Here's my letter to the legislature about AB2200 (the California Guaranteed Health Care for All Act (also known as CalCare) single-payer healthcare for California.
You can still write them (or just copy/paste what's below) by Tuesday, April 16, at this link. Just select AB2200 as the bill on which you'll comment.
My note:
The US currently pays roughly double the cost of healthcare in single-payer Medicare-for-all nations with worse healthcare outcomes. A World Health Organization study in 2000 ranks US health outcomes (life expectancy, vaccination rates, patient satisfaction, infant mortality, etc.) 37th in the world, between Costa Rica and Slovenia. The Sacramento Bee said, "It's as though we have the health care of Costa Rica and pay six times more for it."
Our current health care also means the US experiences more than a half million medical bankruptcies annually. Canada and France--single-payer countries with similar demographics to the US--have none. Perhaps related: The US incarcerates at five times the world average, seven times more, per capita, than Canada and France. So are French or Canadian crime rates worse than the US? Nope. About the same or less.
Could making more than a half million people desperate every year generate more crime? There's even a Netflix series ("Breaking Bad") that describes how a chemistry teacher starts cooking meth to pay hospital bills. Sure, that's fiction, but it's not too much of a stretch to believe desperation drives people to crime.
We could continue the beatings until morale improves, but we've already tried more policing and incarceration. Between 1982 and 2017 US population increased 42%, but spending on policing increased 187%.

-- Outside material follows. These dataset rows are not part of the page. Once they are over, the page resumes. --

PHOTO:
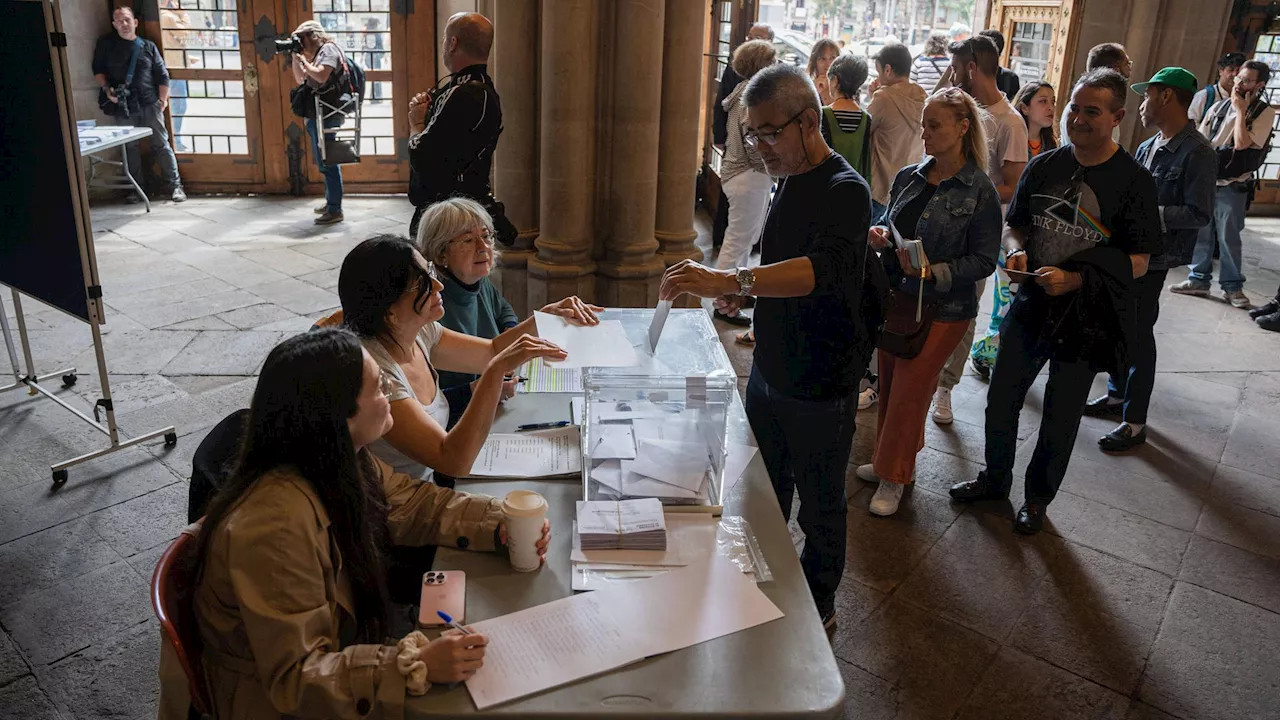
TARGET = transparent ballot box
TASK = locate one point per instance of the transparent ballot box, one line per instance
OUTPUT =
(659, 429)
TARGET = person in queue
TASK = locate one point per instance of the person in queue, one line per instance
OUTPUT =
(457, 235)
(1034, 103)
(950, 204)
(392, 300)
(743, 176)
(1086, 220)
(801, 399)
(821, 57)
(291, 592)
(319, 59)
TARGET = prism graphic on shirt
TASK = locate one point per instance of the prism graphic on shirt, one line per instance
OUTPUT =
(1065, 220)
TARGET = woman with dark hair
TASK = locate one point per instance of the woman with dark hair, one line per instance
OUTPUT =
(1034, 103)
(291, 592)
(821, 57)
(392, 300)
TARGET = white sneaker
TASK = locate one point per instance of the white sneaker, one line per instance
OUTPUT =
(942, 406)
(867, 399)
(886, 499)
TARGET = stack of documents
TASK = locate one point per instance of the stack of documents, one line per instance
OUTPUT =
(629, 524)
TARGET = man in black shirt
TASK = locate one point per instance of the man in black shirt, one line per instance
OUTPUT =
(812, 346)
(455, 128)
(149, 92)
(1084, 218)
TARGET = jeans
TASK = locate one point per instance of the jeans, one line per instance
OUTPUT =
(1068, 390)
(332, 173)
(1136, 382)
(1225, 229)
(805, 446)
(151, 117)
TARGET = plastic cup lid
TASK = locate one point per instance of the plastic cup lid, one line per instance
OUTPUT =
(524, 502)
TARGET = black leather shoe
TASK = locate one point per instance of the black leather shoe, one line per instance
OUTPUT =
(1031, 519)
(1104, 408)
(1270, 308)
(1121, 438)
(978, 488)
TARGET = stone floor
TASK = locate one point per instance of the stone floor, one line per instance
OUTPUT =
(1155, 595)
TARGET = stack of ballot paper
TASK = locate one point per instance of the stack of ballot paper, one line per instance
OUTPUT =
(629, 524)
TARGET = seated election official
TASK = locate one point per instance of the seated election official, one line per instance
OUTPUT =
(391, 297)
(291, 591)
(457, 235)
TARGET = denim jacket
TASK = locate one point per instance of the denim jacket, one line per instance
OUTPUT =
(1185, 172)
(960, 228)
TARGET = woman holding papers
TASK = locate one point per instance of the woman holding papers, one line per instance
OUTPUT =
(457, 236)
(392, 299)
(289, 593)
(947, 214)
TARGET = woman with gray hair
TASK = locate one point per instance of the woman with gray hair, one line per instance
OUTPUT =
(743, 176)
(457, 236)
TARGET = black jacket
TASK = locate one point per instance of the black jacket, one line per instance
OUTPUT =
(453, 154)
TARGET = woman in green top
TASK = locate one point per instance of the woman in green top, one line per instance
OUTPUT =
(457, 235)
(845, 126)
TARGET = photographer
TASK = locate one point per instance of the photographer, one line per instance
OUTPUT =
(453, 130)
(315, 65)
(135, 90)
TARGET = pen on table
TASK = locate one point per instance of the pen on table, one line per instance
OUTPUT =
(452, 623)
(543, 425)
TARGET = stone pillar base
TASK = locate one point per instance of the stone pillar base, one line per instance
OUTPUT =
(549, 282)
(629, 285)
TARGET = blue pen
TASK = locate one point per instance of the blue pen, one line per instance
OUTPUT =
(451, 623)
(543, 425)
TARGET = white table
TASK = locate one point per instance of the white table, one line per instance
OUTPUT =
(104, 137)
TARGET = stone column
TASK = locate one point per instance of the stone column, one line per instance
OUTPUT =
(679, 154)
(562, 264)
(515, 163)
(630, 269)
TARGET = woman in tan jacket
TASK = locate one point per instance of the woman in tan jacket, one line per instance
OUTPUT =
(291, 595)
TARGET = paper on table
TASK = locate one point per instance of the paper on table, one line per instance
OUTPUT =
(613, 442)
(540, 454)
(589, 346)
(659, 319)
(586, 634)
(676, 463)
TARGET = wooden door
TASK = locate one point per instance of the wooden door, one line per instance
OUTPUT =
(215, 115)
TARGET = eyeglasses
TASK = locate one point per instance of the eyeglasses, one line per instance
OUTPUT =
(426, 281)
(753, 139)
(485, 236)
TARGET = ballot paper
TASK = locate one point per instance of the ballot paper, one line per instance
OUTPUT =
(627, 524)
(588, 634)
(612, 442)
(659, 319)
(543, 454)
(588, 346)
(682, 464)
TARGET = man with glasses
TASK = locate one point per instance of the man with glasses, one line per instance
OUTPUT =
(1084, 219)
(812, 346)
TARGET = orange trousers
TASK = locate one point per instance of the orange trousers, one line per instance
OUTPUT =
(906, 390)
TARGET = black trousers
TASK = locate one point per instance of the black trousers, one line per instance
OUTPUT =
(1016, 365)
(1136, 382)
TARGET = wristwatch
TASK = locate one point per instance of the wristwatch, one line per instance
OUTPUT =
(745, 281)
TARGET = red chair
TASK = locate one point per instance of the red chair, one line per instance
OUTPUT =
(172, 588)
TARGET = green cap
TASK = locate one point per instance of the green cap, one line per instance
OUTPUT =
(1170, 77)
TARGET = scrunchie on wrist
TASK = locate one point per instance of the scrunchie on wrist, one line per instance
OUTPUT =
(410, 664)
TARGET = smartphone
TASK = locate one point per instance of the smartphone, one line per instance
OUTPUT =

How about we try treating people well? The all-sticks-no-carrots approach works so poorly. Cops only solve an estimated 15% of crimes, and less than half (40%) of the murders in California. The "copaganda" so ubiquitous on TV says Perry Mason always gets the bad guy, but that's a Hollywood illusion. Let's try something that really works: taking care of people.
Why don't we have single-payer healthcare now? When Harry Truman proposed it in 1948, the southern senators ("Dixiecrats" - now switched to Republicans by Richard Nixon) opposed the bill. They were concerned they might have to share their hospitals with people of color.
Racism! The gift that keeps on giving!